Trocas nos ministérios e minoria no Legislativo
De acordo com o “Clarín”, o governo de Milei ficou caracterizado pela troca de dirigentes. Em 12 meses de gestão, três ministros e um chefe de gabinete deixaram a gestão do libertário.
- Guillermo Ferraro – Ministro da Infraestrutura: Deixou o cargo em fevereiro de 2024. A pasta da infraestrutura foi liquidada e absorvida pelo Ministério da Economia;
- Nicolás Posse – Chefe da Casa Civil: Demitido em 27 de maio deste ano e substituído por Guillermo Francos.
- Mario Russo – Ministro da Saúde: Deixou o cargo em setembro de 2024 por motivos “estritamente pessoais”;
- Diana Mondino – Ministra das Relações Exteriores: Deixou o cargo em outubro após sofrer meses de intervenção da Casa Rosada em suas atividades. Diana Mondino foi demitida após votar contra o embargo dos EUA a Cuba na ONU (Organização das Nações Unidas);
Para Leandro Consentino a troca de ministros é natural e decisão do presidente, entretanto, quatro baixas em um ano demonstram instabilidade. “A personalidade do Javier Milei não é tranquila, agregadora, vemos isso ao longo do tempo. Perder aliados de primeiro escalão talvez não fosse o plano dele”, aponta o cientista político.
Segundo Maringoni, a saída dos ministros indica uma centralização do governo na Casa Rosada. “A diretriz central é o ajuste fiscal e a contração de gastos. A redução do papel do estado na parte social”, comenta o professor de relações internacionais.
Milei apresentou um pacote com mais de 600 reformas ao Congresso mas, sem maioria, teve que reduzir o projeto para menos de um terço e, em junho, conseguiu o primeiro sucesso legislativo com uma proposta que declarava emergência econômica.
Na Câmara dos Deputados a maioria é do bloco peronista, de centro-esquerda, com 108 parlamentares e, no Senado, o partido de Milei tem sete legisladores.
Nesta segunda-feira, 9, o Human Rights Watch, uma organização de Direitos Humanos com base em Washington, nos EUA, criticou a decisão de Milei de escolher juízes da Suprema Corte por decreto. Os nomes sugeridos pelo mandatário foram Ariel Lijo, acusado de atrasar ou manipular investigações de corrupção, e Manuel García Mansilla.

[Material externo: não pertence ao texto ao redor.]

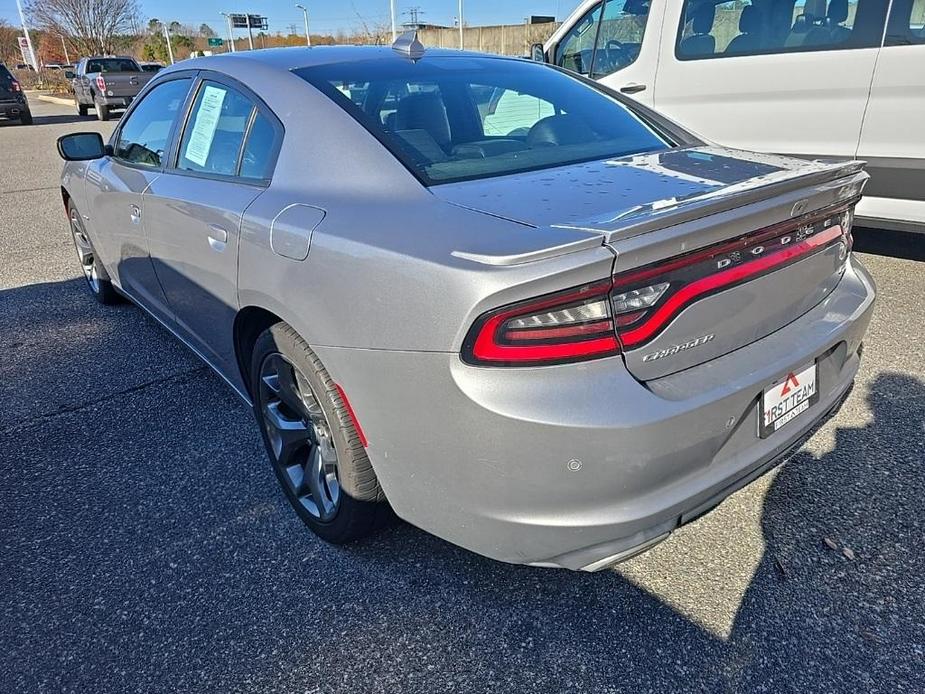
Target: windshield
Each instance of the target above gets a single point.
(460, 118)
(112, 65)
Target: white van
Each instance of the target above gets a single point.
(811, 78)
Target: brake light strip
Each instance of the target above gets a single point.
(728, 277)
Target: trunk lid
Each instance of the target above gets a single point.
(715, 248)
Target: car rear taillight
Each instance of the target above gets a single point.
(647, 299)
(572, 325)
(634, 307)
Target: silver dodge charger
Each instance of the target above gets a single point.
(528, 315)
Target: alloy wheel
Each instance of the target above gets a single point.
(299, 436)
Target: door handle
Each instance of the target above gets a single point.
(632, 88)
(217, 237)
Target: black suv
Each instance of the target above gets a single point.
(13, 102)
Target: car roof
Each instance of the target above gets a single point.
(293, 58)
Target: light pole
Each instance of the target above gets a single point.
(308, 37)
(394, 29)
(230, 34)
(169, 47)
(461, 41)
(25, 30)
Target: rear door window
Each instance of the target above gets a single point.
(907, 23)
(619, 38)
(576, 50)
(215, 130)
(113, 65)
(761, 27)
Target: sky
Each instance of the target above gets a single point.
(327, 16)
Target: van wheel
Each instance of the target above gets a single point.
(313, 446)
(102, 111)
(97, 278)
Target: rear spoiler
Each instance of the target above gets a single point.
(825, 182)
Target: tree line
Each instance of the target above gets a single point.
(66, 30)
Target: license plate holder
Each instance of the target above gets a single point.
(787, 399)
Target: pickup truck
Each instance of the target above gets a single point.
(106, 83)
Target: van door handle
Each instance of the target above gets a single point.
(632, 88)
(217, 237)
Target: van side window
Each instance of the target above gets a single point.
(575, 51)
(761, 27)
(620, 35)
(907, 23)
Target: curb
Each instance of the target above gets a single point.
(55, 99)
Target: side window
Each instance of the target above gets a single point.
(619, 38)
(907, 23)
(761, 27)
(576, 50)
(512, 113)
(215, 130)
(144, 134)
(257, 160)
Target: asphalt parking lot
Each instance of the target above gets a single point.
(146, 546)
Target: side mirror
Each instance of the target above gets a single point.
(81, 147)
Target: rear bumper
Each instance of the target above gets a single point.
(580, 465)
(115, 101)
(12, 108)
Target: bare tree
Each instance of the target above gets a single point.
(95, 26)
(9, 46)
(374, 32)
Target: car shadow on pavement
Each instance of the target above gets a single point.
(147, 547)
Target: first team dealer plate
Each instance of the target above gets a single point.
(787, 399)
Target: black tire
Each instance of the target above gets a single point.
(360, 507)
(98, 281)
(102, 111)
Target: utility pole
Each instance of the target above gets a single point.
(230, 32)
(308, 37)
(394, 27)
(169, 47)
(461, 40)
(25, 31)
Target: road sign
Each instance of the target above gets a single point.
(254, 21)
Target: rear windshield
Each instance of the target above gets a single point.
(112, 65)
(459, 118)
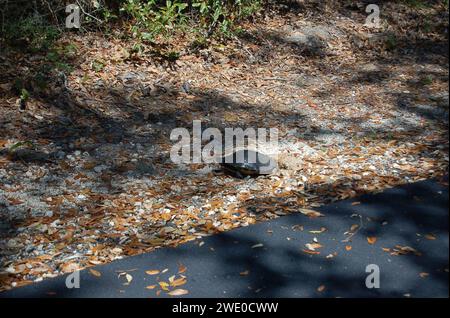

As nomeações deveriam ser aprovadas pelo Senado, entretanto, a Casa Rosada não tem os dois terços dos votos necessários e por isso Milei precisaria escolher os juízes por decreto.
Propostas de Milei como a dolarização da economia foram adiadas indefinidamente pelo mandatário. Para Consentino, isso mostra que promessas extremas tendem a ser suavizadas pela sobrevivência política. “Ele não governa sozinho”, conclui.
Por meio de decreto, o mandatário restringiu o acesso a informações públicas, deixando a critério do governo a recusa de solicitações.
Segurança
Nesta segunda-feira, 9, a ministra da Segurança do país, Patricia Bullrich, anunciou medidas de controle nas fronteiras e repressão da imigração ilegal em uma tentativa de conter o narcotráfico, informou o “Clarín”. Ao longo de sua atuação, a chefe da pasta nunca escondeu sua admiração pelo presidente Nayib Bukele, de El Salvador, que adotou medidas de segurança controversas durante sua administração.
Na gestão Milei, as forças federais foram autorizadas a participarem de controles repressivos de protestos de rua por meio de um protocolo de segurança que impede o bloqueio de vias. Entre janeiro e agosto, a taxa anual de homicídios de Rosário, a cidade mais violenta da Argentina, foi reduzida em 62%.
Para Maringoni, as medidas de segurança de Bukele que viraram exemplo para Patricia Bullrich são um modelo de estado policial. “É um padrão extremamente violento seja para reprimir movimentos de protesto ou para qualquer manifestação criminosa.”